Negli Usa c’è stata una nuova ondata di richieste di sussidi di disoccupazione, pari a 5,245 milioni di domande: sommata alle quasi 17 milioni di richieste delle tre settimane precedenti, porta a 22 milioni il totale dei nuovi disoccupati americani.

Lo Stato più colpito è la California, con 660.996 domande, segue New York con 395.949, la Georgia con 317.596 e il Michigan 219.320. Le previsioni degli analisti economici parlano di un tasso di disoccupazione che potrebbe anche superare il 20%.

Nell’anno in cui cerca la rielezione questo per Trump è un vero e proprio incubo. Attaccato dai media per come sta gestendo la pandemia, incalzato dai governatori che lo pongono di fronte a un problema reale che non può essere liquidato con frasi di propaganda e con l’economia a rotoli, il nervosismo di The Donald è sempre più evidente.

Nel corso delle conferenze stampa quotidiane che, da momenti di informazione, sono diventate rapidamente dei veri e propri comizi elettorali, Trump tradisce sempre più la sua frustrazione e lo fa deviando sempre più verso la china dell’autoritarismo.

Due giorni dopo avere dichiarato che, a suo parere, l’autorità del presidente «è totale», Trump ha minacciato di invocare un potere presidenziale mai usato per sospendere formalmente il Congresso, in pausa fino al 4 maggio, in modo da poter procedere con le nomine dei posti vacanti del governo, la cui mancanza ostacolerebbe la risposta della sua amministrazione alla pandemia, in quanto alcune di queste nomine sono legate all’emergenza coronavirus.

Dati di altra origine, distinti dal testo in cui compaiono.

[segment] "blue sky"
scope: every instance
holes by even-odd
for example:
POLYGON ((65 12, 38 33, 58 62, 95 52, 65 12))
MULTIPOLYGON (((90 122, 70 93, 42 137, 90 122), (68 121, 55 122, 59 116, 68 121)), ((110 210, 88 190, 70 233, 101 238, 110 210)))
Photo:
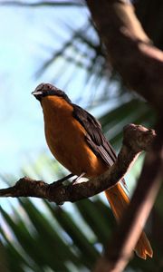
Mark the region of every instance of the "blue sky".
MULTIPOLYGON (((50 82, 52 73, 38 79, 34 74, 50 56, 46 48, 59 48, 68 36, 65 22, 82 25, 86 13, 77 8, 67 13, 63 8, 0 6, 0 172, 16 174, 27 158, 37 158, 44 151, 50 155, 42 111, 31 92, 38 83, 50 82)), ((73 86, 81 82, 78 79, 73 86)), ((71 89, 72 96, 76 89, 71 89)))

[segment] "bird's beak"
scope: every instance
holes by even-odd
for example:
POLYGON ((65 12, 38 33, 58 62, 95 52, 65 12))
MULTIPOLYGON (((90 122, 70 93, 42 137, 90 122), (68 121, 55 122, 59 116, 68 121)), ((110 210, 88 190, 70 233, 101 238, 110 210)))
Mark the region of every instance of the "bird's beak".
POLYGON ((43 92, 42 91, 34 91, 32 92, 32 94, 40 101, 42 98, 42 95, 43 95, 43 92))

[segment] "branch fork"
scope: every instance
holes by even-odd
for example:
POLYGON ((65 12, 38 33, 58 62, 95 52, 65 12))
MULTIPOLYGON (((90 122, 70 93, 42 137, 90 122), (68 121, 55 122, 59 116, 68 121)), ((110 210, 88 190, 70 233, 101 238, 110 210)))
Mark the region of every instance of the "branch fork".
POLYGON ((116 162, 97 178, 64 185, 60 181, 48 184, 43 180, 24 177, 14 186, 0 189, 0 197, 35 197, 46 199, 58 205, 92 197, 119 182, 136 156, 149 149, 156 134, 153 130, 148 130, 141 125, 129 124, 124 128, 123 136, 122 147, 116 162))

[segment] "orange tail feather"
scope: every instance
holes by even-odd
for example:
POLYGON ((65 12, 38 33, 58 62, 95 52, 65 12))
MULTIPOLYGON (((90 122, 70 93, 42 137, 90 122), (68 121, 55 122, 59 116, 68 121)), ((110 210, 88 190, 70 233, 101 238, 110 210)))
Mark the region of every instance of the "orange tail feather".
MULTIPOLYGON (((124 209, 129 203, 127 194, 121 185, 118 183, 111 189, 107 189, 105 191, 105 195, 110 202, 116 219, 119 221, 124 212, 124 209)), ((153 250, 144 231, 142 231, 134 250, 141 258, 146 259, 147 256, 152 257, 153 250)))

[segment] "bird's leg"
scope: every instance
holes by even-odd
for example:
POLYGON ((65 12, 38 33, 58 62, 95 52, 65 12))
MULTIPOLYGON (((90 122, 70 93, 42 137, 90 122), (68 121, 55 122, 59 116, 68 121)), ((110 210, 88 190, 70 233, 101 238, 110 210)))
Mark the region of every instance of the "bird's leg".
POLYGON ((83 176, 85 175, 85 173, 82 173, 80 176, 78 176, 77 178, 75 178, 72 181, 72 185, 77 183, 77 181, 82 179, 83 176))
POLYGON ((61 180, 58 180, 56 181, 53 181, 53 183, 51 183, 50 185, 52 185, 53 187, 58 187, 58 186, 61 186, 62 184, 62 182, 72 177, 75 176, 74 174, 71 173, 69 174, 68 176, 61 179, 61 180))

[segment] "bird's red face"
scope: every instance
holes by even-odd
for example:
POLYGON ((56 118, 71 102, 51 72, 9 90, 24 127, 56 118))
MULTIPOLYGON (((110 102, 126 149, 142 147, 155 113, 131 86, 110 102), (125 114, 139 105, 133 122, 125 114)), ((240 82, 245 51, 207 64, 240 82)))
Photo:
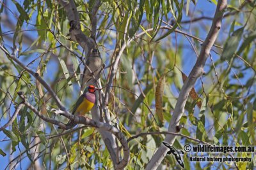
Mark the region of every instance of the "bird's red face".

Al momento sia la Camera che il Senato hanno fermato i lavori non di emergenza a causa della pandemia, limitandosi a convocare solo le cosiddette sessioni pro forma, brevi incontri che durano pochi minuti e richiedono la presenza di un solo legislatore, per mantenere tecnicamente le loro camere in seduta sebbene non stiano davvero lavorando.

Questa prassi è una routine che serve proprio a impedire ai presidenti di agire in vece del Congresso, cosa che possono fare se il Senato è in pausa per più di 10 giorni.

Esasperato da questo stallo e impaziente di riaprire tutto, Trump vorrebbe appellarsi all’articolo II della Costituzione, che conferisce al presidente il potere di aggiornare il Congresso fino al momento in cui Camera e Senato non sono in grado di concordare e rimettersi al lavoro.

Il fatto è che Camera e Senato non sono in disaccordo e hanno aggiornato consensualmente la sessione riguardante le nomine al 3 gennaio 2021; l’ufficio del leader della maggioranza repubblicana al Senato, Mitch McConnell, ha già dichiarato di non essere propenso a cambiare data.

McConnell si è impegnato a trovare il modo di confermare i candidati considerati critici per la pandemia di Covid-19, ma di volerlo fare seguendo le regole del Senato, che prevedono il consenso del leader della minoranza democratica Chuck Schumer.

Con il partito contro, a Trump non resta che cercare di riaprire gli Usa, ma anche lì non può forzare i governatori ad applicare le sue regole. Al momento il suo principale antagonista, Andrew Cuomo, governatore dello Stato di New York, ha esteso il lockdown fino al 15 maggio.